Awarded the Pulitzer Prize in 2004 for his collection “Walking to Martha’s Vineyard,” Wright authored more than a dozen volumes of poetry and translation. Wright wrote in ways often considered anathema in modern poetry. His spare, direct poems were an accumulation of elegantly constructed simplicities, frequently exploring imagery and ideas of brutality. In his poem, “East Boston, 1996,” he wrote:
at best, the fact awakened some diverting speculations
on the comparative benefits
of waiting in front of a ditch to be shot
alone or in company
of others, and then whether one would prefer
these last hypothetical others
to be friends, family, enemies, total
or relative strangers. Would you hold hands?

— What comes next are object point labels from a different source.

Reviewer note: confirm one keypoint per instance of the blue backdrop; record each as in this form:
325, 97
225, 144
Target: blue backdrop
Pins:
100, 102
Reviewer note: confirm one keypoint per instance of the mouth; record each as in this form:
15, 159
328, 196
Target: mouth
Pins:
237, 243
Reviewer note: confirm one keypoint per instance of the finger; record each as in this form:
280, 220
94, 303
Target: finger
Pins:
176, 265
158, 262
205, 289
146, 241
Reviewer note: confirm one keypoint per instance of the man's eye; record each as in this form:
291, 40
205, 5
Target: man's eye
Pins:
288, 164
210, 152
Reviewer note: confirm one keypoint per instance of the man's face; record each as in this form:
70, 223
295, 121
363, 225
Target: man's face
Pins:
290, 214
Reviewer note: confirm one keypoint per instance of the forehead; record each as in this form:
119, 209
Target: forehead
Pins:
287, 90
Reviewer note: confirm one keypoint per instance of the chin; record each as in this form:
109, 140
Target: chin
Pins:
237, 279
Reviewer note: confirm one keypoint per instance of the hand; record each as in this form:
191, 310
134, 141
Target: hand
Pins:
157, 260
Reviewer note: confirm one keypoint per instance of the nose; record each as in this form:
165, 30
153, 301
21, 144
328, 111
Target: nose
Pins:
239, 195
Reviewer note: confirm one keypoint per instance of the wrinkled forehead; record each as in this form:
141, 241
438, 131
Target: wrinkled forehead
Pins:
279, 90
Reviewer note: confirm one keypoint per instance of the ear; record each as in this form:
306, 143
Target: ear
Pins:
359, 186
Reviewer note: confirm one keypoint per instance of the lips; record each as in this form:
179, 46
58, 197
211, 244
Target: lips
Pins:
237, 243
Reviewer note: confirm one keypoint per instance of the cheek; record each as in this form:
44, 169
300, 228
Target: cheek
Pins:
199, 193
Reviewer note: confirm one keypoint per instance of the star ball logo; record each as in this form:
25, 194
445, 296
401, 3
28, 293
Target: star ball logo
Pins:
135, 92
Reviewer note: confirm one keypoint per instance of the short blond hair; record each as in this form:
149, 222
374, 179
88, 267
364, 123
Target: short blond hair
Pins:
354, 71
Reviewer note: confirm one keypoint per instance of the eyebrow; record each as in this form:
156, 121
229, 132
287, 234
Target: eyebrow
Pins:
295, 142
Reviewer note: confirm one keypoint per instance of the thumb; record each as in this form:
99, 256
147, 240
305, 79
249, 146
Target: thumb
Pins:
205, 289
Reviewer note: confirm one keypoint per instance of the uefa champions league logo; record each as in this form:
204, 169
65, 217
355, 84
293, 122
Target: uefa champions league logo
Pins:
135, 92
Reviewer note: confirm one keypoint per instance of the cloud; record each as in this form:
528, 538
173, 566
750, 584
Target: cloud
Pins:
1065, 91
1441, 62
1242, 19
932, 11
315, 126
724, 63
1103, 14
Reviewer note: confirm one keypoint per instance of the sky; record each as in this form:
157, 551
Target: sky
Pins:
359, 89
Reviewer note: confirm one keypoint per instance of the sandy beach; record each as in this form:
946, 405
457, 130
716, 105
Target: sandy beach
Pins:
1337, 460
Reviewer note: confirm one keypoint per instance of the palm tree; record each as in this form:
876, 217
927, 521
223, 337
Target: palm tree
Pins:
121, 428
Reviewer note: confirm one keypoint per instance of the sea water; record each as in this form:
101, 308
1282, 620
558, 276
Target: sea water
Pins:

Wright hovered around images, layering them in order to arrive at moments of astonishing beauty. “East Boston, 1996,” returns to questions of mortality and concludes with a prayer:
If it is to come
it will come of itself like a separate
a mystery, working
unseen as a wind causes still
leaves or water to move once again.
And hide me in the shadow of Your wings.
Let the heart be moved again.
Having fought addiction his entire life, Wright was obsessed with the near-universal human dependence on routine. He saw abuse as the unwilling subjection of others to routines, yet he also respected that they were inescapable and often borne of moments of great joy. A small measure of freedom came with choosing to which ones you would allow yourself to be subjected. Given the choice of atheism, Wright chose Catholicism. Given the choice of sacrificing his ways of writing for a life as a college poetry teacher, he chose writing.
Wright wrote in ways often considered anathema in modern poetry. His spare, direct poems were an accumulation of elegantly constructed simplicities, frequently exploring imagery and ideas of brutality.
Franz Kafka wrote: “Leopards break into the temple and drink all the sacrificial vessels dry; it keeps happening; in the end, it can be calculated in advance and is incorporated into the ritual.” Wright wrote about this incorporation of sacrilege into the ritual of daily life with a wry, wistful compassion. He wrote as if he knew the Leopards, but also the unnamed priests and parishioners of our temples.
Wright’s poems reflect his belief that the most overlooked tragedy of abuse is the permanent, traumatic memory of its surprise. The suddenness with which harm first comes, so often emerging from within the relationships and experiences that, up to that moment, we had associated with love or comfort.
He recounted his own experience with abuse, not simply to say that he was like the rest of us, but to hint at why he continued to look at it without flinching. With painstaking craft, his poems monumentalized cruelty, holding it firmly in place in order to redeem the beauty of the unexpected and the fleeting.
In the wake of abuse, Wright seemed to say, horror remains, but, if relentlessly observed, it needn’t calcify into despair. The unforeseen moments of curiosity, humor, love and wonder that Whitman called experience can be, with poetry, reclaimed from the clutches of suffering.
Wright knew that if you look at the world long enough this way, your relationship to objects, people, time, memory and the material world shift. Your starting point becomes compassion. You can face with clarity the irreconcilable ways in which life and time run up against one another. "How does one go about dying?” Wright asked in his poem "On Earth." “Who on earth/ is going to teach me?—/ The world/ is filled with people/ who have never died."
Author's note: I first met Franz Wright in 2005, when he read in celebration of the opening of my Waltham, Mass., bookstore. Over the years, he was a frequent visitor to the bookshop, became a beloved friend and neighbor, and shared a handful of small works with me to publish, including the 2011 chapbook of poems, "Kore."